Halina clavó sus pies en el suelo, asolada por un escalofrío. La voz de Elliot diciendo su apellido la perturbó por unos instantes. Captó el mensaje tras el movimiento de su cabeza, y se acercó con paso vacilante al lugar en el que él yacía junto a una niña recién llegada. Sus padres debían ser la pareja que caminaba tomada de la mano, mirando a su espalda cada tanto para comprobar que su niña aún estuviera bien.
—Aimeè comienza la escuela hoy —explicó Elliot para recapturar su atención.
En ese momento, su voz y su rostro adoptaron un matiz cálido y cariñoso en pos de tranquilizar a la pequeña de largas coletas que parecía a punto de ceder al llanto al verse en un sitio lleno de extraños.
—Sus padres recién se mudaron de Alaska, así que no sabe dónde está su aula. ¿Puede ayudarla a ubicarse?
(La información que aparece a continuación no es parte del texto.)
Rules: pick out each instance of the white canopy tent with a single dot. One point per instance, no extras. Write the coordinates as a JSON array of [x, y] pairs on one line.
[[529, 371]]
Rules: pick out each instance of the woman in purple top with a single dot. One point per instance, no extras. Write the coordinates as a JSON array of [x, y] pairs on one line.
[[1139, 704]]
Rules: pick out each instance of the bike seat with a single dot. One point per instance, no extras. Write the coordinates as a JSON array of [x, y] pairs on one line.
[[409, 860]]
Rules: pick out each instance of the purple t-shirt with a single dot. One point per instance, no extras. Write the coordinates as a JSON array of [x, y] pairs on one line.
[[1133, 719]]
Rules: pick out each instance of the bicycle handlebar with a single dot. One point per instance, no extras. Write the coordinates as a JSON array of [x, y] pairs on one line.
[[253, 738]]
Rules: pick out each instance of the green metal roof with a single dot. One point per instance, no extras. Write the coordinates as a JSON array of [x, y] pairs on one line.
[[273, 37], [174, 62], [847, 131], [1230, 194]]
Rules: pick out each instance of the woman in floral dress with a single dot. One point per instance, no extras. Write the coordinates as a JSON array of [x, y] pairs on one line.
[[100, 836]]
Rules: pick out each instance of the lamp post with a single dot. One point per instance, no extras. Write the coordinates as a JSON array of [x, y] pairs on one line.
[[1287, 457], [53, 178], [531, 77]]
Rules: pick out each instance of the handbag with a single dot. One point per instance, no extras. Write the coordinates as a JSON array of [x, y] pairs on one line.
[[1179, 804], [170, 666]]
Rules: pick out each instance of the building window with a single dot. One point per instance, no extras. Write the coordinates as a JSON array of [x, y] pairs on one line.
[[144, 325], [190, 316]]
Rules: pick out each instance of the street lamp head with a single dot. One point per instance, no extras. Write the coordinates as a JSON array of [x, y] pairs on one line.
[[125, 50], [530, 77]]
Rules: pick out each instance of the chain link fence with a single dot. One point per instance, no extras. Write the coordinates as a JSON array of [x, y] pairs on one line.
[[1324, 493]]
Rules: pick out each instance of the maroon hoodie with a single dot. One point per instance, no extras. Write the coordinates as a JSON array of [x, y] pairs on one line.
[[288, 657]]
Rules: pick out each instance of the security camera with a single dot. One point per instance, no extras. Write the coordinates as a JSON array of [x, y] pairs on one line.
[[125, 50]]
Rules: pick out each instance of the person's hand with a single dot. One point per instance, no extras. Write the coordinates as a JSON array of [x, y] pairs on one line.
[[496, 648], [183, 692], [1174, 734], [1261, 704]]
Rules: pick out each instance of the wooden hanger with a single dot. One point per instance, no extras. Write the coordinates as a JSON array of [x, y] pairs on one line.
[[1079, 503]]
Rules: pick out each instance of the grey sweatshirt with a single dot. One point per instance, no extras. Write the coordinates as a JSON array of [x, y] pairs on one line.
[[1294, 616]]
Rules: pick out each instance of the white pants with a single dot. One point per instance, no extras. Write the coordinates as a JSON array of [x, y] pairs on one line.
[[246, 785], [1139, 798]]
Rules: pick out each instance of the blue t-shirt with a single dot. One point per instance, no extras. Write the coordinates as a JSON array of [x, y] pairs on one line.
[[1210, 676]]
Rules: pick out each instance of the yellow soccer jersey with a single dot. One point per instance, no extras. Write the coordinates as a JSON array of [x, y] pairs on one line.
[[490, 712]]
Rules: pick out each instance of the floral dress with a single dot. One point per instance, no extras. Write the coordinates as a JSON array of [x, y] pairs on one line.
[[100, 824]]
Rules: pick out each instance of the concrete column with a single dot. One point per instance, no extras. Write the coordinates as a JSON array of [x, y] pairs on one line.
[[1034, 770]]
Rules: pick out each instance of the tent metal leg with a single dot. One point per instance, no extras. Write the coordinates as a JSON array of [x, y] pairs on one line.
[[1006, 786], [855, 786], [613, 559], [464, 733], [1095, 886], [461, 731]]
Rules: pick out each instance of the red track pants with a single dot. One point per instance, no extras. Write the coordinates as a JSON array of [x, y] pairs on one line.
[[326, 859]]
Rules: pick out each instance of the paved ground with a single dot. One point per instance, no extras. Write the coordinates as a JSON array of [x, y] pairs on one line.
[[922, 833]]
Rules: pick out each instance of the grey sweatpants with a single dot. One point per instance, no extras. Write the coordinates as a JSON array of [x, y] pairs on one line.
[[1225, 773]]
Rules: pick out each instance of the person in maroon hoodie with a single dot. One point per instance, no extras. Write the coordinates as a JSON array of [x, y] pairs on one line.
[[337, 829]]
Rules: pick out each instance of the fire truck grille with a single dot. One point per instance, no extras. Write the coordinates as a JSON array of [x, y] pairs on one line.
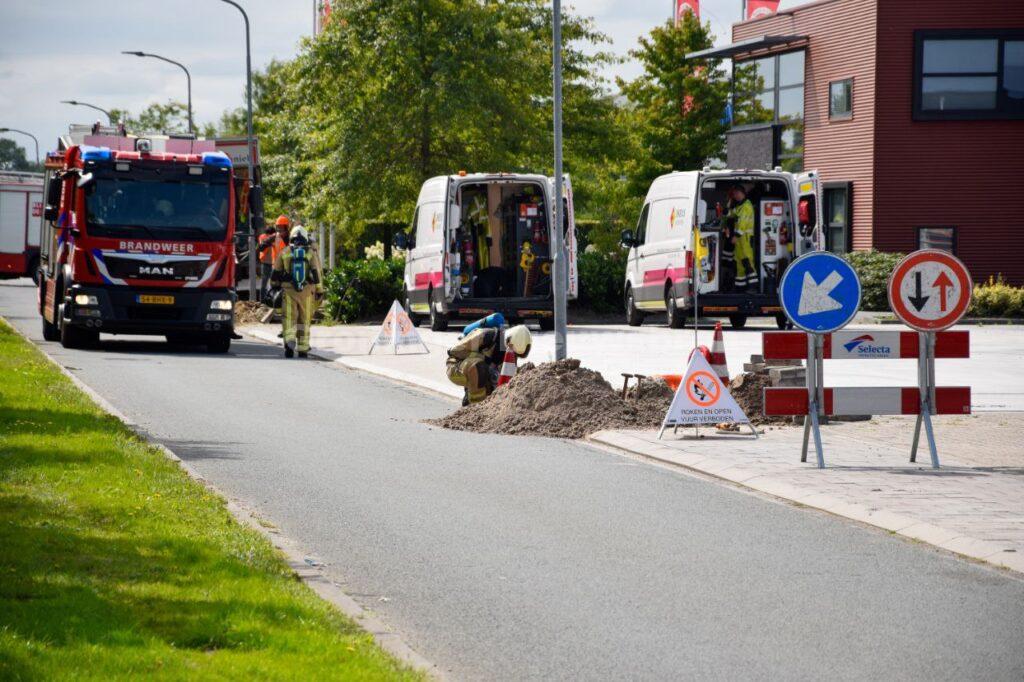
[[154, 312], [140, 269]]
Halina abrió y cerró la boca en un par de ocasiones. Estaba convencida de que, cuando se trataba de lidiar con niños, Elliot se convertía en una persona diferente. Se tomaba su trabajo muy en serio.
—Claro, Aimeè. Con gusto te acompaño hasta que llegue tu maestra —contestó tendiéndole la mano, la niña la tomó algo insegura.
—Lo ves. No tienes que estar nerviosa. Verás que te gustará mucho esta escuela. —Elliot acarició la cabeza de la niña. Su sonrisa era tan tierna y apacible que consiguió desvanecer el nerviosismo de ambas.